Anschließend erscheint ein Bedienfenster zur gleichzeitigen Ausgabe von Diagrammen der temporären Funktion und des Spektrums harmonischer Schwingungsaspekte, deren Periode gleich oder ein Vielfaches der Rotorrotationsfrequenz ist.

Achtung!

Beim Betrieb in dieser Betriebsart ist es notwendig, den Phasenwinkelsensor zu verwenden, der den Messvorgang mit der Rotorfrequenz der Maschinen synchronisiert, auf die der Sensor eingestellt ist.

Harmonische Analysefenster, das die Zeitbereichswellenform und das harmonische Spektrum mit 1x-, 2x- und 3x-Komponenten anzeigt

Abb. 7.50. Harmonische des Betriebsfensters der 1x-Vibration.

Wenn Sie bereit sind, drücken (klicken) Sie auf die ""F9-Drücken Sie die Taste "Messen", dann startet der Vibrationsmessvorgang gleichzeitig auf zwei Kanälen.

Nach Abschluss des Messvorgangs erscheinen im Bedienfenster Diagramme der Zeitfunktion (oberes Diagramm) und Harmonische der 1x-Schwingung (unteres Diagramm).

Die Anzahl der harmonischen Komponenten ist auf der X-Achse und der Effektivwert der Schwingungsgeschwindigkeit (mm/sec) auf der Y-Achse aufgetragen.

Diagramme des Schwingungszeitbereichs und -spektrums

Um ein Spektrumdiagramm zu erstellen, verwenden Sie ""F5-Spektrum"" Tab:

Anschließend erscheint ein Bedienfenster zur gleichzeitigen Ausgabe von Wellendiagrammen und Schwingungsspektrum.

FFT-Spektrumanalysefenster mit Darstellung im Frequenzbereich, Spitzenidentifizierung und Amplitudenmessungen

Abb. 7.51. Bedienfenster für die Ausgabe des Schwingungsspektrums.

Wenn Sie bereit sind, drücken (klicken) Sie auf die ""F9-Drücken Sie die Taste "Messen", dann startet der Vibrationsmessvorgang gleichzeitig auf zwei Kanälen.

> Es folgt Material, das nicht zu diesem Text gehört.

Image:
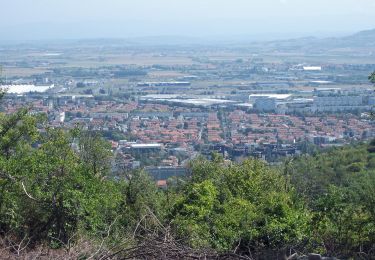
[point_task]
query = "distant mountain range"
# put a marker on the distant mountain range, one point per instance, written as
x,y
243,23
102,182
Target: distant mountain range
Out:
x,y
360,40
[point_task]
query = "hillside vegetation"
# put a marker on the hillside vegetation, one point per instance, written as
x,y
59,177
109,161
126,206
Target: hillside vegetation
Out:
x,y
56,201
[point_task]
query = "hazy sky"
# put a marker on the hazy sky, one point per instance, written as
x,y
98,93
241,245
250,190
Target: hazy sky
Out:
x,y
72,19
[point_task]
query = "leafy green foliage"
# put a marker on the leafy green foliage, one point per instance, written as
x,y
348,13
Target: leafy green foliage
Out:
x,y
55,187
239,205
339,188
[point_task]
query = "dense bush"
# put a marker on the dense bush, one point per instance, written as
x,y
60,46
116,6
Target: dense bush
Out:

Nach Abschluss des Messvorgangs erscheinen im Bedienfenster Diagramme der Zeitfunktion (oberes Diagramm) und des Schwingungsspektrums (unteres Diagramm).

Die Schwingungsfrequenz ist auf der X-Achse und der Effektivwert der Schwingungsgeschwindigkeit (mm/sec) auf der Y-Achse aufgetragen.

In diesem Fall wird ein Diagramm für den ersten Kanal in rot und für den zweiten Kanal in grün dargestellt.